If the government does not protect our freedom of speech by force, America will join Europe's climate of self-censorship.

To cite just a few of depressingly many examples: a painter, Rashid Ben Ali, is forced into hiding after one of his shows "featured satirical work critical of Islamic militant's violence"; a politician, Ayaan Hirsi Ali, must go underground after it becomes known that she has renounced her Islamic faith; and a film director, Theo van Gogh, is savagely stabbed to death for making a film critical of Islamic oppression of women. And most recently, of course, there were the Danish cartoons. When the Jyllands-Posten, in order to expose and challenge this climate of intimidation, printed an article and accompanying cartoons, some of which portrayed Mohammed in a negative light, the response was torched embassies, cries for government censorship, and death threats.

It appears that we should now begin to get used to a similar climate in America.

Borders and Waldenbooks stores have just announced that they will not stock the April-May issue of Free Inquiry magazine because the issue reprints some of the cartoons. Is the decision based on disagreement with the content of the magazine? No, not according to Borders Group Inc. spokeswoman Beth Bingham. "For us, the safety and security of our customers and employees is a top priority, and we believe that carrying this issue could challenge that priority."

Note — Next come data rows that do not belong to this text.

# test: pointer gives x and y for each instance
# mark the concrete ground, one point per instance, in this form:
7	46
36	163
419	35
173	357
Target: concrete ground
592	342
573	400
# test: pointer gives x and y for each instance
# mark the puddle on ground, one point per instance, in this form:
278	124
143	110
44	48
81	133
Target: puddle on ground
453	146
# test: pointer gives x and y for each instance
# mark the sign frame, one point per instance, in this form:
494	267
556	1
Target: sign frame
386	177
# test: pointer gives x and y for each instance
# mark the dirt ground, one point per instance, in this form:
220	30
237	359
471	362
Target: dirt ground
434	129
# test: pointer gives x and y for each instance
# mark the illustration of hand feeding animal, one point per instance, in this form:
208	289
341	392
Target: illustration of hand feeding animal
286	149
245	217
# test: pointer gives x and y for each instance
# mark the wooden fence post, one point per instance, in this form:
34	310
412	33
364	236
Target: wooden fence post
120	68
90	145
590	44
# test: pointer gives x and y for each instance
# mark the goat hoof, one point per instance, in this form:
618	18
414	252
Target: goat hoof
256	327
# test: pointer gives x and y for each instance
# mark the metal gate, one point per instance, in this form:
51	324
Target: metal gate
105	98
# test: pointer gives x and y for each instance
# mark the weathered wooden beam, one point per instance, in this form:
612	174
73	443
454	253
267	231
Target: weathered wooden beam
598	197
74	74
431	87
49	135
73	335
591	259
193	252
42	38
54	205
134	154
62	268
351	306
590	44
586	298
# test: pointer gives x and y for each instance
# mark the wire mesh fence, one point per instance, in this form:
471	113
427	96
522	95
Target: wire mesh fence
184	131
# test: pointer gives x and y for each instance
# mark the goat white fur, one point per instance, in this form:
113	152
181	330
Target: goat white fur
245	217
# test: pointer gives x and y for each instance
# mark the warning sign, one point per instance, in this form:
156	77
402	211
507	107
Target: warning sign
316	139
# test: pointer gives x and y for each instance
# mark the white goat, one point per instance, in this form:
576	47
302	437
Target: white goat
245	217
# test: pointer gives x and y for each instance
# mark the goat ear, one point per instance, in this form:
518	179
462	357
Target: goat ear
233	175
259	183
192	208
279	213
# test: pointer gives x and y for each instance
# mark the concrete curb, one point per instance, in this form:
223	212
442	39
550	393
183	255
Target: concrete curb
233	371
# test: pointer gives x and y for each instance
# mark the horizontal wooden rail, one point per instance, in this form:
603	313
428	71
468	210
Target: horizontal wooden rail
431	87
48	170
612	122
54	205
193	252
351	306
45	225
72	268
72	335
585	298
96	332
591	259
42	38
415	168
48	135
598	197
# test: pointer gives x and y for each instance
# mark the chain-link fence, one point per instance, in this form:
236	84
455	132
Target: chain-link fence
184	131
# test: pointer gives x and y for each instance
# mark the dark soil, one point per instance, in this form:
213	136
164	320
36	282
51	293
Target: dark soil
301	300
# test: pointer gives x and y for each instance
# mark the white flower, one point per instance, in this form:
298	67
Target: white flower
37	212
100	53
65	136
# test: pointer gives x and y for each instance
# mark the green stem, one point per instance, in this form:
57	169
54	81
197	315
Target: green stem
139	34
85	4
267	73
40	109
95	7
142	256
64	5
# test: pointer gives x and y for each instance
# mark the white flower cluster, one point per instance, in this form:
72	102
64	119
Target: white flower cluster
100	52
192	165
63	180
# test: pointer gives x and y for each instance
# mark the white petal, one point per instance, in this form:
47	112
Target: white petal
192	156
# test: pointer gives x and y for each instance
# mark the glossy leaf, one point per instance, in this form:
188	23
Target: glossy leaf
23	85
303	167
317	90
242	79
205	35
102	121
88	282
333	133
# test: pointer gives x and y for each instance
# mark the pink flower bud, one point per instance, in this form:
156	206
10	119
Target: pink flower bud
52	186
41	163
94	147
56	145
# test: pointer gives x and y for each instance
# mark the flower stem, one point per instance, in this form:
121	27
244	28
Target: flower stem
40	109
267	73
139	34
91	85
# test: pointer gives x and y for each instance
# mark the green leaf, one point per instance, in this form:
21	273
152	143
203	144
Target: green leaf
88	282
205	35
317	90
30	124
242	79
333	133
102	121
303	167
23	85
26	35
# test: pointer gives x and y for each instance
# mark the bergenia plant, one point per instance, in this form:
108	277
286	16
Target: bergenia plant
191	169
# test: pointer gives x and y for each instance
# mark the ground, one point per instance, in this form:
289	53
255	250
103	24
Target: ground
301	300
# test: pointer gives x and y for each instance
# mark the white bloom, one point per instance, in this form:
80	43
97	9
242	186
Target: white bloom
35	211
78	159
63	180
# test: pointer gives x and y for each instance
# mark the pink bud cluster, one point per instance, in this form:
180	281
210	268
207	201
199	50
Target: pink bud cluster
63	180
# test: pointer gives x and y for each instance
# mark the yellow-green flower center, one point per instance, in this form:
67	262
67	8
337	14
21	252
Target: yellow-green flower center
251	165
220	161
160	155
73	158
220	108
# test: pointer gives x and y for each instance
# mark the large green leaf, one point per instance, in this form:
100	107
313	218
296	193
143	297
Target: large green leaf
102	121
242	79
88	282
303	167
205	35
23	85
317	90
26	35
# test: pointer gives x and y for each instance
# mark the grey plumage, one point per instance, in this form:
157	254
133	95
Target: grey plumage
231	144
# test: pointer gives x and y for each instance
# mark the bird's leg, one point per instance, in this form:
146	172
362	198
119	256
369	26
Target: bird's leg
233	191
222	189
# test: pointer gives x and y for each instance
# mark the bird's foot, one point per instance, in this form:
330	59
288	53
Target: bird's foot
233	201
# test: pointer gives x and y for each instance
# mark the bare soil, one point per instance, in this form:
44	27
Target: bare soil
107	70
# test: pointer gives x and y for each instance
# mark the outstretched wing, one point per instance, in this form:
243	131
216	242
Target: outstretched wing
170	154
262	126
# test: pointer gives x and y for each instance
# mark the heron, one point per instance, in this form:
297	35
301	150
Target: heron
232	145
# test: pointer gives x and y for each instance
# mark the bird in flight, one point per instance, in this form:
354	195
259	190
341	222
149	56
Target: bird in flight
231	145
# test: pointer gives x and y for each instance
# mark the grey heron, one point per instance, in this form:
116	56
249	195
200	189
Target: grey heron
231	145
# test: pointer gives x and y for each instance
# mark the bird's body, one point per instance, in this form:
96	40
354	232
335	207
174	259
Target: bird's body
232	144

Borders Group's capitulation to Islamic thugs is understandable given the pathetic response of our and other Western governments.

Has any Western government declared that an individual's freedom of speech is sacrosanct, no matter who screams offense at his ideas? No. Has any Western government proclaimed each individual's right to life and pledged to hunt down anyone, anywhere, who abets the murder of one of its citizens for having had the effrontery to speak? No--as they did not when the fatwa against Rushdie was issued, American bookstores were firebombed, and Rushdie's translators were attacked and murdered.

On the contrary, our government went out of its way to say that it shares "the offence that Muslims have taken at these images," and even hinted that they should not be published. The British police, Douglas Murray reports, told the editor of a London magazine that they could not protect him, his staff, or his offices from attack--so the magazine removed the cartoons from its website. (A few days later, Murray notes, "the police provided 500 officers to protect a 'peaceful' Muslim protest in Trafalgar Square.")

In the face of such outrages, we must demand that the U.S. government reverse its disgraceful stand and fulfill is obligation to protect our right to free speech.

Freedom of speech means the right to express one's ideas without danger of physical coercion from anyone. This freedom includes the right to make movies, write books, draw pictures, voice political opinions--and satirize religion. This right flows from the right to think: the right to observe, to follow the evidence, to reach the conclusions you judge the facts warrant--and then to convey your thoughts to others.

In a free society, anyone angered by someone else's ideas has a simple and powerful recourse: don't buy his books, watch his movies, or read his newspapers. If one judges his ideas dangerous, argue against them. The purveyor of evil ideas is no threat to those who remain free to counter them with rational ones.

But the moment someone decides to answer those he finds offensive with a knife or a homemade explosive, not an argument, he removes himself from civilized society.

Against such a threat to our rights, our government must respond with force. If it fails to do so, it fails to fulfill its reason for being: "to secure these rights," Jefferson wrote, "Governments are instituted among Men." And if it fails to do so, we the people must hold it to account.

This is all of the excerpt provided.